怒りの視線を声の主――アレス・マクワイルドに送り、
「マクワイルド候補生。貴様もだ!」
「俺もかよ」
教官の地獄耳にアレス・マクワイルドは小さく天を仰ぎ、隣で友人のスールがご愁傷様と苦笑した。
+ + +
教官室での説教という名の拷問は、二時間あまりも続いた。
正座の状態で日頃の成績から姿勢、態度に渡り細かく語りつくすドーソンの言葉は、ある意味生徒の様子を誰よりも見ているのではないかと考えさせられる。
もっとも、そんなことを悠長に考えているわけもなく、しびれる足を気づかれぬように組み替えるだけで精一杯だ。早く終わってくれと願うアレスとは裏腹に、ところどころでフェーガンが火に油を注ぐものだから、ドーソンがというよりはむしろ隣人の息の根を止めたほうがいいのではないかとアレスは本気で思い始めた。

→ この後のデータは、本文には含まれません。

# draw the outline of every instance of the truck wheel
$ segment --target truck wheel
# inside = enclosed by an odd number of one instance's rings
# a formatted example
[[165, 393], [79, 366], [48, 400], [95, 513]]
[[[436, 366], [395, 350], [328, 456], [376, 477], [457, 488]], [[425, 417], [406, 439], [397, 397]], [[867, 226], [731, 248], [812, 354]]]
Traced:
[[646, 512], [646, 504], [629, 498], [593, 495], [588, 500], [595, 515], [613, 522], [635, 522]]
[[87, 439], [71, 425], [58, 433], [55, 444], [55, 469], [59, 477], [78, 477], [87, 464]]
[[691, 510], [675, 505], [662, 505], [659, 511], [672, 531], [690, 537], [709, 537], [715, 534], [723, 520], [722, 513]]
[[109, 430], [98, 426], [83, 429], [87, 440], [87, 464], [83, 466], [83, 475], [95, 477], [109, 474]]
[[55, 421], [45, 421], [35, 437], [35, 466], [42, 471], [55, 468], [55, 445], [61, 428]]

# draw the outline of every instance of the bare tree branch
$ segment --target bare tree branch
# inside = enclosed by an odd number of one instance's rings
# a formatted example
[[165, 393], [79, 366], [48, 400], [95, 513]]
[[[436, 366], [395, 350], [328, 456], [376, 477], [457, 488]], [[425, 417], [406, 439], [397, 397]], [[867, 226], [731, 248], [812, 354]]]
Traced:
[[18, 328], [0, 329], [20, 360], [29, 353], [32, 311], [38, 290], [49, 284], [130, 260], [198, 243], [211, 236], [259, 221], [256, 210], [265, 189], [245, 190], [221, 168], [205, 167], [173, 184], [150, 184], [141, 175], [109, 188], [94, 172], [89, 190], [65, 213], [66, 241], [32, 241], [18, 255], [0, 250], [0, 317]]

最終的には肉体と精神の限界を迎える前に、シトレ学校長が見かねて声をかけた。
「もうその辺りでいいだろう。後ろも詰まっているんだ、その辺りにしておくといい」
「し、しかし学校長――こいつらには反省の色が」
「反省か……フェーガン候補生」
それまで穏やかだった学校長の言葉が、問い詰める色を持った。